The two South Korean 2011 by-elections took place on April 27, 2011 in 38 electoral districts across the country and on October 26, 2011 in Seoul after Oh Se-hoon resigned due to his failure in the Seoul Free Lunch Referendum.

==October 26==
The main focus of the October by-election was about filling the vacant seat of the mayor of Seoul. The election was eventually won by an independent candidate Park Won-soon against the Grand National Party candidate, Na Kyung-won. On an anecdotal view, an unnamed representative of an electoral district in Seoul said that the general public mood against the Grand National Party was closely similar to political events in 2004, when former president Roh Moo-hyun was on the verge of being impeached.

===Seoul mayoral by-election===

| Candidate |  | Party | Votes | % |
|---|---|---|---|---|
|  | Park Won-soon | Independent (DP, DLP) | 2,158,476 | 53.40 |
|  | Na Kyung-won | Grand National Party | 1,867,880 | 46.21 |
|  | Bae Il-do | Independent | 15,408 | 0.38 |
| Total |  |  | 4,041,764 | 100.00 |
| Valid votes |  |  | 4,041,764 | 99.39 |
| Invalid/blank votes |  |  | 24,793 | 0.61 |
| Total votes |  |  | 4,066,557 | 100.00 |
| Registered voters/turnout |  |  | 8,374,067 | 48.56 |

===Impact===

====Blue House====
The Blue House under the Lee Myung-bak government has been negatively impacted the most. President Lee Myung-bak did not make any official commentary right after the election's result due to a real estate dispute and due to the growing younger voters' opposition against him.

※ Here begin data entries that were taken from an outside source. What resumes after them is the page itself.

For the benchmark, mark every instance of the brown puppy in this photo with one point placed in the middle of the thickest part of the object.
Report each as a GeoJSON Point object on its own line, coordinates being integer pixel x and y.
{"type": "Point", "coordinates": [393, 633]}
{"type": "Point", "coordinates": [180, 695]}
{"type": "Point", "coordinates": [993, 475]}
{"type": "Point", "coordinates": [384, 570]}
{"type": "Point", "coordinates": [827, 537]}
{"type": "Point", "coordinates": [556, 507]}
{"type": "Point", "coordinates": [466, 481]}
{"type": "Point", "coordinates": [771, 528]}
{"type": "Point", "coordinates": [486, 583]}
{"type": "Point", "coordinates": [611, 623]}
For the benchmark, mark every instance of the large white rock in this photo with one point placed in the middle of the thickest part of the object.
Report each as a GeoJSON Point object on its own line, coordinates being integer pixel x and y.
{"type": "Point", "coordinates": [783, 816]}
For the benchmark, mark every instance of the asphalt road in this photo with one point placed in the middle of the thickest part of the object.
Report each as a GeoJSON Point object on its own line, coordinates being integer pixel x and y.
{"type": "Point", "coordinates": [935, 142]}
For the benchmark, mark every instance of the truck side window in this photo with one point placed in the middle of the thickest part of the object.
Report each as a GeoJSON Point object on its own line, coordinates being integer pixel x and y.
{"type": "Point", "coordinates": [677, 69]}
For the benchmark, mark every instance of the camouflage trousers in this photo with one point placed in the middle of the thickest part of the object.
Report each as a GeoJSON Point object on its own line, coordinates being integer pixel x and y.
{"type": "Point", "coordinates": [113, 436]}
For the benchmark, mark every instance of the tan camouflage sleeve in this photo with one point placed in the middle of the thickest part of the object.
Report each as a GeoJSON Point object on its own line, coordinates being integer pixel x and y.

====Grand National Party====

This October by-election is known to have a negative impact on the right wing political establishments in South Korea, notably Lee Myung-bak government and the Grand National Party. Grand National Party politician, Jeon Yeo-ok, made a remark that "the Grand National Party is a party that betrays its supporters" after the loss. The youth faction of the GNP made a suggestion to rename the party to another name to avoid criticisms. There has been a growing pessimistic outlook for the Grand National Party. Former Prime Minister and current head of the Presidential Commission for Shared Growth for Large and Small Companies, Chung Un-chan, mentioned in the GNP Incheon branch seminar on November 17 how "the GNP doesn't receive any affection" and "would most likely lose the next presidential election". Some high-profile GNP members deny that this by-election is a loss. For instance, chairperson Hong Jun-pyo responded as "neither a win nor a loss". Hong's comment later triggered backlashes among other GNP members, including Won Hee-ryong.